Dix ans après l’enquête mouvementée ayant mené l’agent du FBI Francis York Morgan dans la petite bourgade de Greenvale, l’univers à la fois déjanté et horrifique de Deadly Premonition revient à la vie sur les terres marécageuses de Louisiane à l’occasion d’une préquelle. De quoi retrouver les charmes mais aussi les vices d’un premier épisode qui a réussi à se forger une solide réputation malgré ses soucis techniques. À l’époque des suites toujours plus abouties, le titre de SWERY n’en fait une fois de plus qu’à sa tête. Gare à la migraine...

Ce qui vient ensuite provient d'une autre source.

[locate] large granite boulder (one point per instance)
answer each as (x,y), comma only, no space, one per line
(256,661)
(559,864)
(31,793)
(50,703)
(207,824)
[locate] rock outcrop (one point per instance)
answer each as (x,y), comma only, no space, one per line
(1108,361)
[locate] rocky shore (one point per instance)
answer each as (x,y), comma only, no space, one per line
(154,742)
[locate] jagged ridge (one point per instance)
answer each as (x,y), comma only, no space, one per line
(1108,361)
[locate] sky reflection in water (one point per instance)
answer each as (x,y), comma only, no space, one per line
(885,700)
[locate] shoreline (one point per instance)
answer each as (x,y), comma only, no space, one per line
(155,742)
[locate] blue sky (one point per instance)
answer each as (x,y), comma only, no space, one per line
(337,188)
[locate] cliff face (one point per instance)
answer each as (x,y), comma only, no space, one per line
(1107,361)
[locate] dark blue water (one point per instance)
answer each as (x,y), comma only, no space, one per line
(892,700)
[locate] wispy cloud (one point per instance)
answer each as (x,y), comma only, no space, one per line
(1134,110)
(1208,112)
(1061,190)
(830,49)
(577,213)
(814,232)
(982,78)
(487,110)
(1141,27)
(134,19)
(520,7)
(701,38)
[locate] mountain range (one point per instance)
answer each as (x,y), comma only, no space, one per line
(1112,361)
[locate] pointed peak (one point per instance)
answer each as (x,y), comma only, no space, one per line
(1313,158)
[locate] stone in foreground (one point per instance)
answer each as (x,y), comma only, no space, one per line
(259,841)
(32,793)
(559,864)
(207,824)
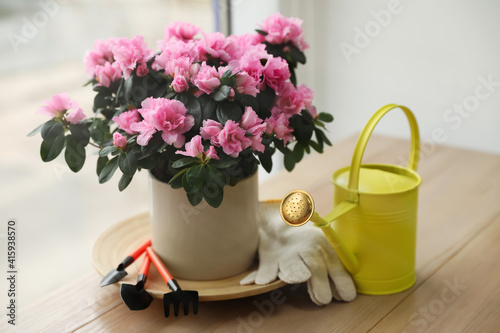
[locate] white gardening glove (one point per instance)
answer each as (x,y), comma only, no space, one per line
(299,254)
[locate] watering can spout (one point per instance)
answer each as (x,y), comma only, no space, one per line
(297,208)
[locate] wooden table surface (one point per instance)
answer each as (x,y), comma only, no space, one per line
(458,269)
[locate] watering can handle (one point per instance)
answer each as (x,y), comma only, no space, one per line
(363,140)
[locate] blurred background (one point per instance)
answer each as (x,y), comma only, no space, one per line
(441,59)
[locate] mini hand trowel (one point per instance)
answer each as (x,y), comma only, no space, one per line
(135,296)
(119,273)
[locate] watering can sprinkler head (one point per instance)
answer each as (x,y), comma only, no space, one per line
(297,208)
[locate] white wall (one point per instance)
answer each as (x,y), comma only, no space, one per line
(432,56)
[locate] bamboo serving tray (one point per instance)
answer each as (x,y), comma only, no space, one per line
(117,242)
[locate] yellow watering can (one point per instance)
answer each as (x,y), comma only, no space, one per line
(375,212)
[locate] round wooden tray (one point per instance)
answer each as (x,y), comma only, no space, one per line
(120,240)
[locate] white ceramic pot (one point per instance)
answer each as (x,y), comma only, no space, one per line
(201,242)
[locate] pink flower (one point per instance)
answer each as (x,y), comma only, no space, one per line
(180,83)
(181,66)
(281,30)
(215,45)
(106,74)
(207,79)
(308,95)
(246,84)
(232,139)
(245,40)
(129,53)
(119,140)
(194,148)
(253,126)
(126,119)
(211,153)
(182,31)
(58,105)
(279,125)
(100,55)
(169,117)
(74,117)
(210,130)
(289,100)
(145,128)
(276,72)
(251,62)
(174,49)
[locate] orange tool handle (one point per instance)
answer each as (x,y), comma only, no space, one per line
(145,265)
(140,249)
(165,274)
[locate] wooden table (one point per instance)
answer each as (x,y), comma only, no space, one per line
(458,270)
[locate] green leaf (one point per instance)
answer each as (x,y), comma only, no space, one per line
(289,162)
(316,146)
(222,93)
(184,161)
(266,100)
(213,195)
(108,170)
(224,162)
(325,117)
(281,146)
(51,148)
(194,197)
(228,111)
(101,162)
(297,55)
(146,163)
(74,154)
(80,133)
(127,163)
(124,181)
(298,152)
(320,133)
(52,129)
(36,130)
(303,127)
(99,131)
(196,175)
(209,108)
(266,161)
(177,175)
(215,176)
(194,108)
(105,151)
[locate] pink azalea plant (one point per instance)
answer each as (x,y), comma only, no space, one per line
(200,113)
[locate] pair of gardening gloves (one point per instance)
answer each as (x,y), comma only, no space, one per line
(299,254)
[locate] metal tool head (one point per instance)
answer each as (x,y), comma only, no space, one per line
(113,276)
(135,296)
(184,297)
(297,208)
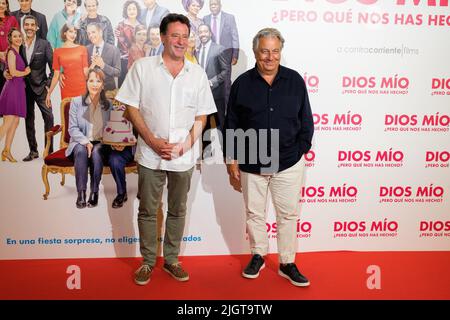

Une catastrophe technique, monsieur Morgan
Il y a des destins étranges dont les succès ne pouvaient être prédits. C’est le cas du premier Deadly Premonition . Développé par Hidetaka Suehiro (SWERY), il est un exemple rare de jeu totalement cassé techniquement et bourré d’imprécisions dans son gameplay qui a réussi à devenir culte auprès de certains joueurs. La presse elle-même n’a pas su comment accueillir cet OVNI, livrant des critiques allant du 100/100 pour Destructoid au 20/100 pour IGN. Nous avions coupé la poire en deux. Avec tout le recul que nous avons aujourd’hui, nous pourrions affirmer que les bons retours de Deadly Premonition viendraient du fossé abyssal entre ses ambitions et ses moyens, lui conférant un capital sympathie énorme. Imaginez ce qu’aurait dû être Alan Wake , à savoir un open-world horrifique, produit par une petite équipe de développement. À l’aide de personnages frapadingues et d’une intrigue aux multiples rebondissements fortement inspirée de celle de Twin Peaks, il avait fini par atteindre ce statut de chef-d'œuvre incompris au fil de l’eau. Si nous insistons autant sur ces points dans notre préambule, c’est parce que Deadly Premonition 2 : A Blessing in Disguise tente de rejouer le même couplet.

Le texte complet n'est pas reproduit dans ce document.